2. Place leeks in a slow cooker.  In a bowl mix sauerkraut, spices, and chicken stock.  Pour 1/2 over the leeks.  Place your chops on top.  Then pour the other 1/2 over the top.  Top it all off with apple.
3. Cover the slow cooker and cook on low for 6-7 hours or high for 4 hours.  Enjoy!

Tuesday, September 27, 2011

Butternut Squash Gratin with Apples and Leeks

This is the most amazing fall recipe.  It is a cinch to put together:  just layer the butternut squash and apples, add the sauteed leeks and bake.  I topped mine with fresh shredded parmesan at the end to give a big flavor impact on top.  This meal only seems decadent; it is actually a very healthy alternative to au gratin potatoes.  I would prepare this for myself or to impress health conscious guests.  Please enjoy.

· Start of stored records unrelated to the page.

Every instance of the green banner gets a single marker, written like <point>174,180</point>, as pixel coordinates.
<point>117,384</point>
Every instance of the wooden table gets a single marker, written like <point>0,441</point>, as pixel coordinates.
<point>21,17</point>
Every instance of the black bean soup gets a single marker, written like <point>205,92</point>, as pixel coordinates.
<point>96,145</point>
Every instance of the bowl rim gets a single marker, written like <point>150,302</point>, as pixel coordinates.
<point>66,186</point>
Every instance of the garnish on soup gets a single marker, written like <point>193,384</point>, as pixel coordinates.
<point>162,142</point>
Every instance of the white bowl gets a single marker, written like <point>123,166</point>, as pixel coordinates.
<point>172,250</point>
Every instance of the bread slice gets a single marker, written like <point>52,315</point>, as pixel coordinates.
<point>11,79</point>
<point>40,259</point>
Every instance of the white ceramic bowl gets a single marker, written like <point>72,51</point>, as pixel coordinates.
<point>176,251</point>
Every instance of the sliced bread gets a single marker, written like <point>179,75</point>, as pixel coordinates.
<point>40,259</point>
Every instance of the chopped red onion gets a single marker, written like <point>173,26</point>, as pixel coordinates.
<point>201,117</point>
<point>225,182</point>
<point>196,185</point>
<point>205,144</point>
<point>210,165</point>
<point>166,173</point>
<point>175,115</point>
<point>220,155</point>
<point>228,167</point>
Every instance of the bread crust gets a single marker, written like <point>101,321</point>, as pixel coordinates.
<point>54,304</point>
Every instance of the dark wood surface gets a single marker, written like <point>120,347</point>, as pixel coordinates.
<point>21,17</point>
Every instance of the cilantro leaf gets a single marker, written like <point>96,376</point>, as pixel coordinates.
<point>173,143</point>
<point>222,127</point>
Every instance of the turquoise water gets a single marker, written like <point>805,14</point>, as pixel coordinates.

Hot out of the oven after the parmesan begins to brown

Scoop into a bowl and dig in!

Ingredients:
1 small butternut squash, peeled, cored and cut into 1/4" slices
3 apples, peeled, cored, and cut into 1/4" slices (I used 2 fuji and 1 granny smith)
2 leeks, white and light green parts only, cut into 1/4" slices
1/2 cup apple cider or apple juice
2tbs macadamia nut oil (or olive oil is fine)
1tsp dried sage
sea salt
1/2c freshly shredded parmesan

Directions:
1. Preheat oven to 350F and line a 13x9" pan with nonstick foil.  Place the butternut squash in the pan in overlapping layers.
2. Heat 1tbs oil in a large skillet.  Add Leeks and cook until beginning to brown.  Add apple cider and 1/2tsp sage and cook about 3 minutes more, or until begins to caramelize.  Spread leeks evenly on top of butternut squash.  Add some salt.
3. Then layer the apple slices over the leeks in overlapping layers.  Sprinkle the top with the remaining 1/2tsp sage and drizzle the remaining 1tbs of oil on top.  Cover tightly with aluminum foil.  Bake 45 minutes or until soft when pierced with a fork.
4. Uncover the pan, sprinkle with parmesan.  Turn the oven to broil and broil the dish until parmesan melts and begins to brown.  Let set a few minutes before serving.